De telers van zomerbloemen bundelen hun krachten. “We bezoeken gezamenlijk beurzen en bloemententoonstellingen over de hele wereld. We hebben bijvoorbeeld veertig inzendingen op de Keukenhof en komen iedere week op televisie in beeld bij Robs Grote Tuinverbouwing.”

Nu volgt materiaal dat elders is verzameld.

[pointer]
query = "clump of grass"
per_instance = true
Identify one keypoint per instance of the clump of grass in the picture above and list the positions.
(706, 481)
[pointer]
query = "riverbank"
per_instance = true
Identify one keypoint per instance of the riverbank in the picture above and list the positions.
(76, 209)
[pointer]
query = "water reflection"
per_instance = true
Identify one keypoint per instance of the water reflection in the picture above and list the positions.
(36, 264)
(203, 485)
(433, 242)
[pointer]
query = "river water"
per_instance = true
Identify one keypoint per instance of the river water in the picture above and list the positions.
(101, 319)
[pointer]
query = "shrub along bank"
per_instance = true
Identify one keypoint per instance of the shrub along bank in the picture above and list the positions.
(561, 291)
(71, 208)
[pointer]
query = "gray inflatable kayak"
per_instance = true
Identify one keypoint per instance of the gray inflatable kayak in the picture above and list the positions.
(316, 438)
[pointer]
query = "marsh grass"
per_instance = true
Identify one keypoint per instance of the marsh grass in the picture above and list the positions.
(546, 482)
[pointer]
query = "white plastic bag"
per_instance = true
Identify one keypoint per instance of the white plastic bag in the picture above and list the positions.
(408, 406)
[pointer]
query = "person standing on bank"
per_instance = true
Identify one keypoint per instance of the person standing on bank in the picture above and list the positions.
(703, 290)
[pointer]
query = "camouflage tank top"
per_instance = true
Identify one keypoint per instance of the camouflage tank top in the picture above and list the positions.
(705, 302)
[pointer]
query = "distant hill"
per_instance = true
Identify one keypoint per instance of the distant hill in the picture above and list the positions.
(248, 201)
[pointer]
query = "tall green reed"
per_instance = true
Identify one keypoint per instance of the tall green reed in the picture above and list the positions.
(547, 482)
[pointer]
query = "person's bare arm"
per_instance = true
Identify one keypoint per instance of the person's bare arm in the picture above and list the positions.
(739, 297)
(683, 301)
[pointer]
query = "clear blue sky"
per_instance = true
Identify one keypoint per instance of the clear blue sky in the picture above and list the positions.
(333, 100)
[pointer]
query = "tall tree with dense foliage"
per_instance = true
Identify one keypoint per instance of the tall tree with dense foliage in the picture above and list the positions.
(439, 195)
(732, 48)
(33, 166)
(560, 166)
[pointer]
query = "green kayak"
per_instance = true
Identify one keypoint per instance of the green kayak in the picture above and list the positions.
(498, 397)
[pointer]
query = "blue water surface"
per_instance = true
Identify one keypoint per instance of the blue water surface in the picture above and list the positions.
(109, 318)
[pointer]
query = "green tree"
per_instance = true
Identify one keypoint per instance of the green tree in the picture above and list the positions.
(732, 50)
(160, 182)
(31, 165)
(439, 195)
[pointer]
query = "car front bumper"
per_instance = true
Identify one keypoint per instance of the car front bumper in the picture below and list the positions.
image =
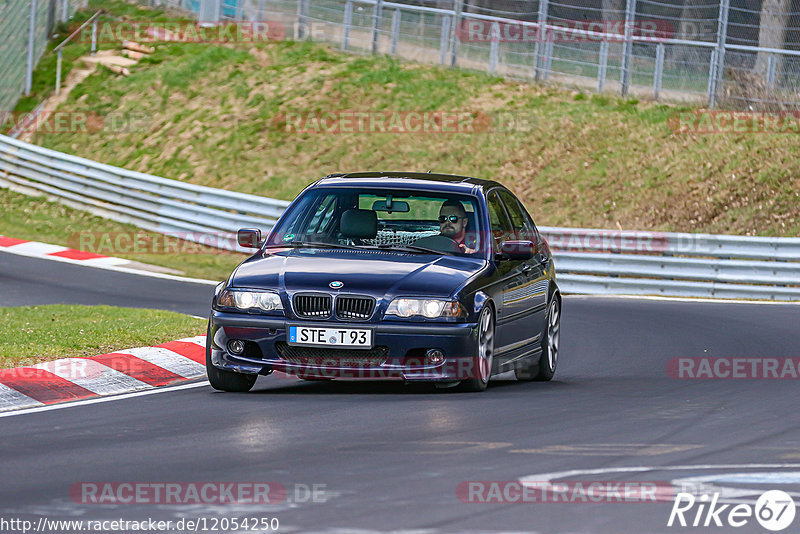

Bos roept seizoenstelers op zich aan te sluiten. “Door mee te doen, verzekert een teler zich van aandacht voor zijn product en bedrijf. Het logo van Summerflowers wordt op de klok getoond en op stickers met een QR-code. Sinds we meedoen zijn we gemakkelijker vindbaar via onze website dan voorheen. En we hebben de illusie dat meedoen aan dit initiatief ook iets zegt over je bedrijfsvoering; een teken naar de kopers dat je goed met je bedrijf bezig bent.”
Stagiaires
Normaal gesproken werken de twee compagnons samen en hebben ze drie man vast personeel in dienst. Daarnaast zijn er nog scholieren en tijdens het tulpenseizoen werken er mensen van het uitzendbureau. Maar er is altijd ruimte voor stagiaires uit binnen- en buitenland. “Nederlandse leerlingen willen graag naar het buitenland om te zien hoe het op andere plaatsen gaat en levenservaring opdoen. Mijn zoon, die nu op een HBO melkveehouderij studeert, ging op het MBO naar Denemarken en is straks blij als hij over twee jaar een plek vindt voor zijn buitenlandse stage. Dus dan moet je er zelf als bedrijf ook voor open staan”, besluit Van Dijk.
Samenvatting
Het bedrijf van Jan van Dijk en Bram Bos in Nieuwe Wetering is 14.000 m2 groot en heeft drie teelten per jaar: violieren, tracheliums en tulpen. Ze gaan voor kwaliteit en richten zich op het hogere segment. Het bedrijf is aangesloten bij Summerflowers om het product gezamenlijk te kunnen promoten. Volgens de telers is het een slechte zaak dat bedrijven in de sierteeltsector zo weinig geld besteden aan gerichte promotie.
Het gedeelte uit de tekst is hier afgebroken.